Guido Burgstaller hat nicht viel getroffen diese Saison, drei Mal bloß in der Fußball-Bundesliga. Was dann aber folgt, ist sehr viel auf einmal.

Wieder mal nicht getroffen: Guido Burgstaller Foto: dpa

E s gibt Spieler, die nach Toren nicht jubeln; und dann gibt es Spieler, die es nicht interessiert, wie man jubelt. Letztere sind häufig Verteidiger, die sich nie einen Kopf darüber gemacht haben, weil die Vorstellung, dass sie je einmal treffen, eine sehr abstrakte war. Ganz selten aber gibt es auch einen Stürmer, den es nicht juckt, wie er aussieht, wenn er sich freut. Guido Burgstaller ist so einer.
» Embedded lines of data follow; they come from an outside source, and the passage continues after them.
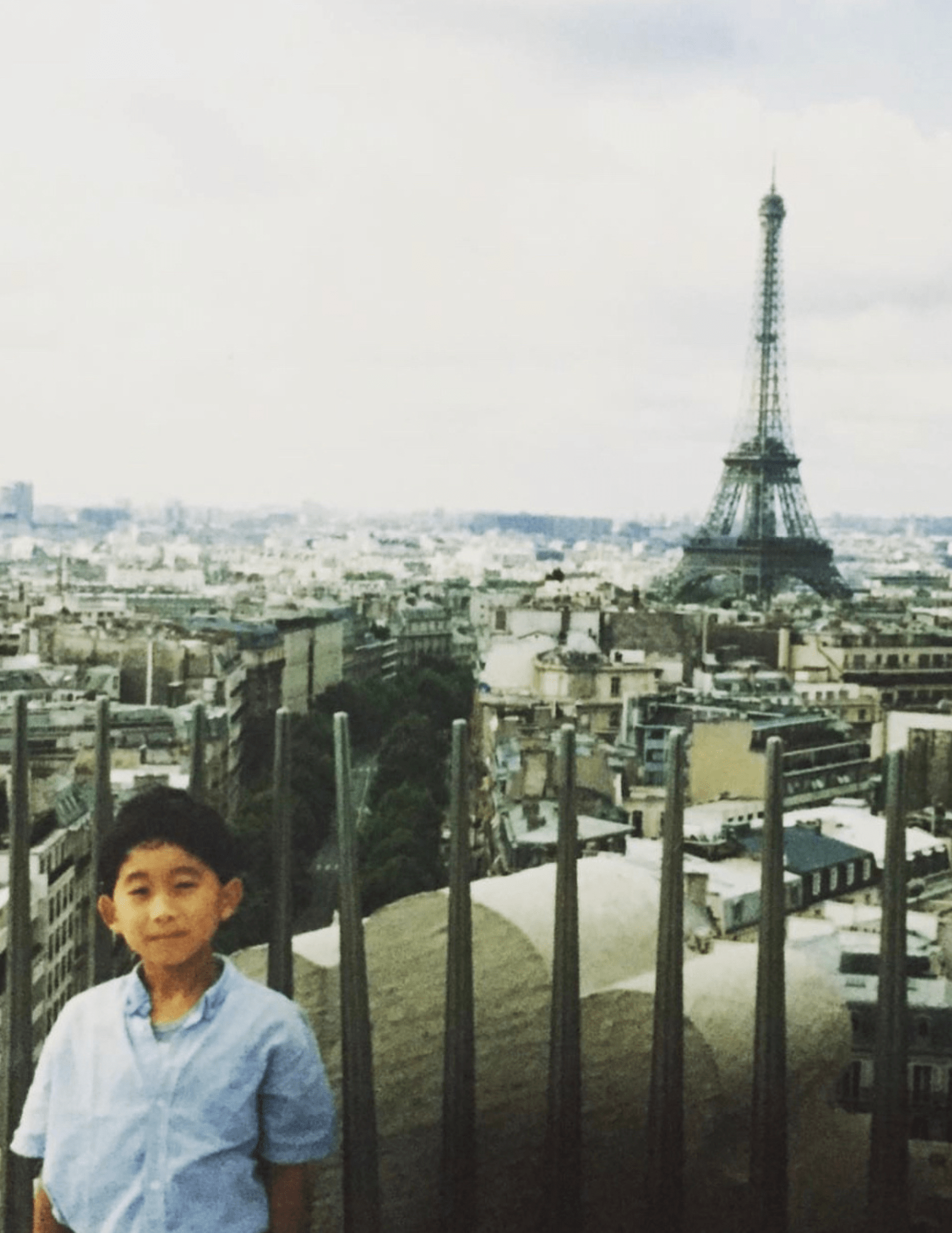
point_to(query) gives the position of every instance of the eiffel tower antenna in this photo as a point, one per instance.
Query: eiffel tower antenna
(759, 530)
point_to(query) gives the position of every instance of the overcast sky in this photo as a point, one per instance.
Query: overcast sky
(469, 253)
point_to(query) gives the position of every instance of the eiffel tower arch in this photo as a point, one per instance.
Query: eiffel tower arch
(759, 531)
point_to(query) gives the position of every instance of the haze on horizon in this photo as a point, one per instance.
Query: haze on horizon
(469, 255)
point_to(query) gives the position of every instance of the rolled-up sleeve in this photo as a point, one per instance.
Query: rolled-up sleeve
(31, 1135)
(298, 1116)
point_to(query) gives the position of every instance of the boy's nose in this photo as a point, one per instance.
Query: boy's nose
(161, 908)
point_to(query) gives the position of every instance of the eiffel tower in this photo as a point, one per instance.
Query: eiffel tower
(759, 530)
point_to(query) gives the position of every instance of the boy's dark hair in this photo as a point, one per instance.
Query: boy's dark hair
(167, 816)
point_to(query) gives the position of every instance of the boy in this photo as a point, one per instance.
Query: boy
(182, 1097)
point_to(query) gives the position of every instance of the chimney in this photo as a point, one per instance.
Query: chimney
(943, 936)
(783, 650)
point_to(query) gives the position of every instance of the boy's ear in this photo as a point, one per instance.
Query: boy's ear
(107, 909)
(232, 893)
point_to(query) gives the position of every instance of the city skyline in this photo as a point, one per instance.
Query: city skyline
(471, 255)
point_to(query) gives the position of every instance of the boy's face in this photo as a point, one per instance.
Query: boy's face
(168, 904)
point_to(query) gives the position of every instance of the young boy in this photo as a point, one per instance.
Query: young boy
(184, 1096)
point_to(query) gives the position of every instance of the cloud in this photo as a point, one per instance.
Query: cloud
(454, 255)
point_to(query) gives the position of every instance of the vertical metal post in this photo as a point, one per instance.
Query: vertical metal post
(665, 1181)
(19, 1002)
(280, 961)
(888, 1190)
(768, 1105)
(563, 1178)
(197, 761)
(99, 940)
(459, 1056)
(362, 1172)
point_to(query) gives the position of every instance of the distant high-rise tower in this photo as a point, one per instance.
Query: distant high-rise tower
(17, 502)
(759, 530)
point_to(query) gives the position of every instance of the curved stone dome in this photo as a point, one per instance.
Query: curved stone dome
(513, 925)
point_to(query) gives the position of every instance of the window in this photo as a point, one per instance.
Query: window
(921, 1083)
(850, 1083)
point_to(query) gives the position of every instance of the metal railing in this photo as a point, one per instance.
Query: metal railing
(561, 1197)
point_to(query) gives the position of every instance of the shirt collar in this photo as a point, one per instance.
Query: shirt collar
(139, 1003)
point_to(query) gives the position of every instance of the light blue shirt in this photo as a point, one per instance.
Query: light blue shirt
(151, 1136)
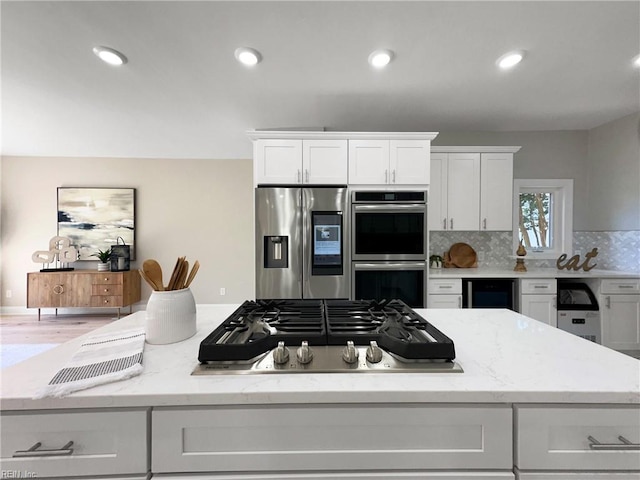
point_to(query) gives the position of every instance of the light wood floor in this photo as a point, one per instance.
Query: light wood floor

Burgstaller macht, wenn er ein Tor macht, alles auf einmal. Er winkt, er läuft, er lacht, er klatscht ab, schaut nach rechts, nach links, nach oben und nach unten, ganz so wie er lustig ist. Er denkt nicht darüber nach, wie es wirken könnte; und gerade deshalb wirkt es so unkoordiniert, ungelenk. Es ist etwas Kindliches in diesem Jubel, etwas sehr sympathisches; gerade weil er nicht so tut, als wäre er authentisch, ist er es.

Der Torjubel ist die ideale Mischung aus Inszenierung und Emotion. Er ist künstlich genug, um nicht intuitiv zu wirken; und er ist emotional genug, um die künstliche Überformung ironisch zu brechen. Es ist ein Authentizitätstheater, das keiner richtig ernst nimmt; Mario Gomez etwa zieht nach seinen (seltener werdenden) Toren eine imaginäre Muleta vor sich durch die Luft, als wäre er ein Stierkämpfer. Das tut er, weil er spanische Wurzeln hat. In der Regel lächelt er dabei, weil er sich über sein Tor freut, was die ganze Geste wieder aufhebt: kein Matador würde während einer Corrida lächeln.

Torjubel sind oft als Ausbruch des Individuums aus den Zwängen des Kollektivs gefeiert worden. Einer der ersten kolportierten Torjubel fand 1938 statt, beim sogenannten Versöhnungsspiel, nach dem die österreichische Mannschaft in einer gesamtdeutschen aufgehen sollte. Matthias Sindelar, Wiener und einer der wohl besten Spieler seiner Zeit, soll nach seinem Tor zum 2:0 vor die Tribüne gegangen sein, auf der die ganzen Nazi-Größen saßen, und dort ein Tänzchen aufgeführt haben.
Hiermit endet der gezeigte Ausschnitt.